We had garlic for dinner last night. My daughter has taken over the kitchen and is perfecting her culinary skills by cooking the evening meal. Ordinarily this is fine with me. I’m tired after working all day and coming home to a good hot meal is a welcome treat.
The problem is that she likes to use a pinch of garlic for seasoning. She has become a bit heavy-handed with it in the past – to the point that it became a family joke. The minute we walked in the door, the garlic scent would hit us.
“I see we are having spaghetti and garlic sauce for dinner.”
She learned to lighten up a bit with the seasoning and all was well – that is until tonight. It seems that she was going to sneak in her usual pinch of garlic that no one would even notice. But, as she sprinkled the garlic power out of it’s shaker, the lid fell off and, well, you can imagine the rest.
Did she throw out the entire dinner and say, “Let’s order a pizza tonight.”? Of course not! She did what any cook would do. She tried to remove as much of it as she could, stirred the rest into the sauce and said nothing.
Of course, garlic is one mistake that is difficult to conceal. Even if we could not smell it, we could see the waves of fumes floating down the hall from the kitchen. Luckily, we do not own a canary or it certainly would be dead.

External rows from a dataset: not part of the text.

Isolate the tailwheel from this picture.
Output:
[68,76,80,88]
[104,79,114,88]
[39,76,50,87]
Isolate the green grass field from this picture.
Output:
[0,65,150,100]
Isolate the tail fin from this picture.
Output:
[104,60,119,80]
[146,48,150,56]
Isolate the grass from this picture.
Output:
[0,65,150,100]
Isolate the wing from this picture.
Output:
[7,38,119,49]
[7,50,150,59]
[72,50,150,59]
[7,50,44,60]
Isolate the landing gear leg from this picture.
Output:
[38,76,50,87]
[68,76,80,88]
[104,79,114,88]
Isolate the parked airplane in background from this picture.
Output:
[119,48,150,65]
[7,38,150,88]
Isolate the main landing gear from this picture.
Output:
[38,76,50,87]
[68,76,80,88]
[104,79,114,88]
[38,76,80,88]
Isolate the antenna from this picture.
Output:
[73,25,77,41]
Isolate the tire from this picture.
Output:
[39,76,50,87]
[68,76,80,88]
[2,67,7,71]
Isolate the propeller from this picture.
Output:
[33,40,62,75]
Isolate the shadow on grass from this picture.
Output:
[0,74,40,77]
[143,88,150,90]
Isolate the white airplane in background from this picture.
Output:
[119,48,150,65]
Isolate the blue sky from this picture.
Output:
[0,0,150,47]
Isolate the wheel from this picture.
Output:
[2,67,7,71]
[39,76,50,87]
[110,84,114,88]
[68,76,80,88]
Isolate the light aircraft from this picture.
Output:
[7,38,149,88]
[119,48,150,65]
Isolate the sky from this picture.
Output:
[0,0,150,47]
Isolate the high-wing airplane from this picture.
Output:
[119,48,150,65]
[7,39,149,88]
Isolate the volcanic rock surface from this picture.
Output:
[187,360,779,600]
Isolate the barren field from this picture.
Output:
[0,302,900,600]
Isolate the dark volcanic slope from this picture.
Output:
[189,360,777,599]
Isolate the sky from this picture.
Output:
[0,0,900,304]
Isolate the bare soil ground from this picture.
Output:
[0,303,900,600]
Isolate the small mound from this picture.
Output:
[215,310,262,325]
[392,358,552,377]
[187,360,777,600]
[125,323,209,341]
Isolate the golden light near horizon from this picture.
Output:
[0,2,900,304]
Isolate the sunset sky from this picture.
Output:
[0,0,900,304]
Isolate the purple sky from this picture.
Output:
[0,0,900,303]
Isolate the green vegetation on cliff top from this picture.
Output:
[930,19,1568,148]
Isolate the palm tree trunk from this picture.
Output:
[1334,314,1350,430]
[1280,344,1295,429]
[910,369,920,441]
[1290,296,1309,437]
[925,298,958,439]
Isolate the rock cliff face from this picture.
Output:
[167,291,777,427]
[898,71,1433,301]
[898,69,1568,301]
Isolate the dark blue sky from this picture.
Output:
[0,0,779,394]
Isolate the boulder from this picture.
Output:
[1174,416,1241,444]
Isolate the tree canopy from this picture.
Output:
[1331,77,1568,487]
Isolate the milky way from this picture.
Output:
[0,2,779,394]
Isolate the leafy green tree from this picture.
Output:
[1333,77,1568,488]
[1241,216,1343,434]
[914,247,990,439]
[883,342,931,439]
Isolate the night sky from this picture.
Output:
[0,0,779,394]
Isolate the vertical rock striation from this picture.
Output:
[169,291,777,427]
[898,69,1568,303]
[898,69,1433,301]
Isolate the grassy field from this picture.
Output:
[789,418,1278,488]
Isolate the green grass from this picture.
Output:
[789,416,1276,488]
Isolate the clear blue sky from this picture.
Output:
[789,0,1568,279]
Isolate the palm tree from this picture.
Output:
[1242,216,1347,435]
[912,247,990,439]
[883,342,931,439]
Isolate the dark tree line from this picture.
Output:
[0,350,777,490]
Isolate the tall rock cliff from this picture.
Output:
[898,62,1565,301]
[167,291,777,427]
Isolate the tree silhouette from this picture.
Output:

“I see we are having garlic sauce again tonight?”
Not wanting to offend the cook, since she might quit cooking if we criticize her too much, we proceeded to attempt to eat it anyway. Actually, it didn’t taste nearly as bad as it smelled and hardly peeled the wallpaper off at all except near the stove. I think when we have the carpets cleaned, wash the curtains and air out the house for a month or two, you will hardly notice the garlic scent at all.

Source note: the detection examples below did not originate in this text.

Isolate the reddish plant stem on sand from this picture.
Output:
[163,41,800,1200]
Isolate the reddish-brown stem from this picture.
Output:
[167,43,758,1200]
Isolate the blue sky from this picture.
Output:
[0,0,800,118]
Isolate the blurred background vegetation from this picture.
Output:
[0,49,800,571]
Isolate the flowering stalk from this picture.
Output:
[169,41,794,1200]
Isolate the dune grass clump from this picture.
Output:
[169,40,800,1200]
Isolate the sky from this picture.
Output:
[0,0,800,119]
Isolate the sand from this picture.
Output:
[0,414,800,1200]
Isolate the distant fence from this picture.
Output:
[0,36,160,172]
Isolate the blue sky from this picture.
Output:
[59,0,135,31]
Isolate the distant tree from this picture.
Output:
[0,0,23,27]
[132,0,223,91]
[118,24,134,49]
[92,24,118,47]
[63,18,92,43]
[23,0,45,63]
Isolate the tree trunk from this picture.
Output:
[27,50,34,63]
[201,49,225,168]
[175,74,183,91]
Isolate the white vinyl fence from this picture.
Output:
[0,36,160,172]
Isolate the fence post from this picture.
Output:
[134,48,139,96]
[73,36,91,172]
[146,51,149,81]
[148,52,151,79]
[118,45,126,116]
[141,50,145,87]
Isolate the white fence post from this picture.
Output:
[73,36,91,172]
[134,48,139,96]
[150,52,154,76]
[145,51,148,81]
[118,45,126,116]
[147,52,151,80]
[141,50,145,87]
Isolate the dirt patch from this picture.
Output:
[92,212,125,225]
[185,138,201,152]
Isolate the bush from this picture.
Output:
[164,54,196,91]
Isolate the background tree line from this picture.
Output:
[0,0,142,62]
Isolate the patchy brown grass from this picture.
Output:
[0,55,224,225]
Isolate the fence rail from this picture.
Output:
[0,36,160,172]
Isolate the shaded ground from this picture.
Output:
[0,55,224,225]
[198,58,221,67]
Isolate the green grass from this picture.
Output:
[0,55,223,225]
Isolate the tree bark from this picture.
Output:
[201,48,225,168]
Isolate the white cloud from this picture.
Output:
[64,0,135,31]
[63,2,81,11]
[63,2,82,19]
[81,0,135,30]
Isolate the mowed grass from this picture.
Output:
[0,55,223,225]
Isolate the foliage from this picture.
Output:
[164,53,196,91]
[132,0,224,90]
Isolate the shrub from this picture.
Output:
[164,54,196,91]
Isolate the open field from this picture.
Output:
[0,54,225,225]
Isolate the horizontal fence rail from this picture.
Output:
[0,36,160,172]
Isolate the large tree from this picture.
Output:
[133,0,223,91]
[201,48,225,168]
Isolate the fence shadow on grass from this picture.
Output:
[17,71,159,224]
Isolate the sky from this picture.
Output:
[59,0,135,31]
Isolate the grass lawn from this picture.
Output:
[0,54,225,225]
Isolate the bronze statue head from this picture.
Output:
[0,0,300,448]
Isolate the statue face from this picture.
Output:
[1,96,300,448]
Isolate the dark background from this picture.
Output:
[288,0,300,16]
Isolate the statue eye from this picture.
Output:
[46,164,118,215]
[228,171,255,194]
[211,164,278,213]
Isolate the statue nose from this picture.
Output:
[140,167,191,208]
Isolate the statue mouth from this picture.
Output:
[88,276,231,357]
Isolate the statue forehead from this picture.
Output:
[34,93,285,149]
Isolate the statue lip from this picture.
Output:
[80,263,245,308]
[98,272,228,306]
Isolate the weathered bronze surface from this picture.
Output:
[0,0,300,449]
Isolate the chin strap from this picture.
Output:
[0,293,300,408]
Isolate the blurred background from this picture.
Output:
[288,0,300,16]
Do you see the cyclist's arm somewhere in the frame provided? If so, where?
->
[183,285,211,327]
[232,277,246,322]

Julia Childs says you should never ever use garlic power, only the real thing. Unfortunately, Julia Childs wasn’t doing the cooking. I can only wonder if she adopted this policy due to the taste of fresh garlic or due to a garlic disaster such as ours.
Now this is the part of the story where I get in trouble. All the garlic lovers are going to write to proclaim the virtues of garlic. “It kills bacteria, is good for colds, fights cancer, improves male impotence, and cures sinus problems.” Garlic activists will fill my comments area with hate mail, and write snide comments in their “cooking with garlic” blogs.
Okay, okay, I don’t know whether it does all these things or not, and I certainly don’t want to get close enough to the garlic enthusiasts to argue about it. We will just presume for the sake of my sanity that they are correct.
Actually, though, I don’t know if I want my sinus problems fixed, at least not for a week or two until my eyes stop watering. As for other cures, I’m just wondering what good it would do a man if the aphrodisiac he uses is garlic? Even my sinuses are not that bad!
Maybe it does kill bacteria, cure colds and such, but I’d just as soon not tie any around my neck, not to cure a cold or even to ward off vampires. I’ll settle for alternative treatments, thanks – unscented alternative treatments.
I know what they are going to say already. The scent of the garlic can be removed leaving only the medicinal properties. Somehow, I can’t quite comprehend it. I have a feeling that when the scent is removed a whole barrel of garlic scent remains and only a tiny speck of unscented garlic is removed with tweezers.
Besides, what good would it do? Julia Childs would most certainly never touch unscented garlic!